Contre l’avortement et pour Trump, ou en tout cas pour son projet politique
Si la vie politique américaine est façonnée par une myriade de fondations et milliardaires, les entités liées à Atlas sont très proches de la frange la plus extrémiste des Républicains. On peut par exemple penser au soutien apporté par Americans for Prosperity (membre d’Atlas) au mouvement du Tea Party.
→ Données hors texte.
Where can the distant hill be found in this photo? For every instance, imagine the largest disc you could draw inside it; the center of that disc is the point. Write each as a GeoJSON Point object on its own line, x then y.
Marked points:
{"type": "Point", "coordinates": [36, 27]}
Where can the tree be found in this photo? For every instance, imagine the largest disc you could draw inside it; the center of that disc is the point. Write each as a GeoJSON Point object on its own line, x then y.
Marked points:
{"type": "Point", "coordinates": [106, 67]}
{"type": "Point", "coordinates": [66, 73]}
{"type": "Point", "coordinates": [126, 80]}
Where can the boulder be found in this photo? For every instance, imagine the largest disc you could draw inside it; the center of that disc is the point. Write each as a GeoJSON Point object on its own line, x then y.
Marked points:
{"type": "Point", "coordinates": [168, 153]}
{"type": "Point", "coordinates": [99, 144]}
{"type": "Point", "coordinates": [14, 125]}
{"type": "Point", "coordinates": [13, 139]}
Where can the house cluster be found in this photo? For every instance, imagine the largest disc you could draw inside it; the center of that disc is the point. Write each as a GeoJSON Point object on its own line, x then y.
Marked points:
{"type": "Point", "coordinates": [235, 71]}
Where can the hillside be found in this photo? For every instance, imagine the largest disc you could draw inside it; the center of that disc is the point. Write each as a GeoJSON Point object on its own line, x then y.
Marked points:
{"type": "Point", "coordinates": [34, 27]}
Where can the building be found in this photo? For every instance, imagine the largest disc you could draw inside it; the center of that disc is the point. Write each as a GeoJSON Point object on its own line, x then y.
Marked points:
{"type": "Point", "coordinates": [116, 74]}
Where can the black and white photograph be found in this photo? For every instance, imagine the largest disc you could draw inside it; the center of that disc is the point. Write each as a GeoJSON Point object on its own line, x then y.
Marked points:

Ou au « Project 2025 », un programme présidentiel conçu par la Heritage Foundation, dont le Guardian dénonce les impacts terrifiants pour le climat et dont plusieurs rédacteurs sont issus de l’administration Trump [38]. Au sein de la galaxie Atlas, Donald Trump n’est pas forcément le candidat favori parmi les Républicains , mais le réseau préfère se ranger derrière lui et surtout derrière son programme politique. « La personnalité du président américain peut déplaire, son programme présente moins d’incertitudes que celui de son adversaire, Joe Biden », analysait ainsi en 2020 Jean-Claude Gruffat, le membre français du Conseil d’administration du réseau Atlas, et l’un de ceux qui a contribué à son développement dans l’Hexagone.
Cette alliance entre réactionnaires et libertariens économiques se retrouve sur d’autres sujets encore. Les cinq juges de la Cour Suprême qui ont voté la révocation du droit à l’avortement aux États-Unis viennent tous de la Federalist Society, un autre membre du réseau Atlas. Celle-ci est également classée comme un champion de l’inaction climatique par Greenpace USA [39], elle a joué un rôle dans l’affaiblissement de la réglementation sur le financement privé des campagnes électorales et s’est battue contre l’instauration d’un système d’assurance maladie universel sous la présidence de Barack Obama [40]. Enfin, en 2022, le Président de la Heritage Foundation, allé rencontrer le président hongrois Viktor Orban, a appelé à « un mouvement qui lutte pour la vérité, pour la tradition, pour les familles et pour l’individu moyen » [41]. Sa Fondation se bat aussi contre les législations environnementales, les hausses du salaire minimum, pour la privatisation des systèmes de sécurité sociale ou contre l’école publique.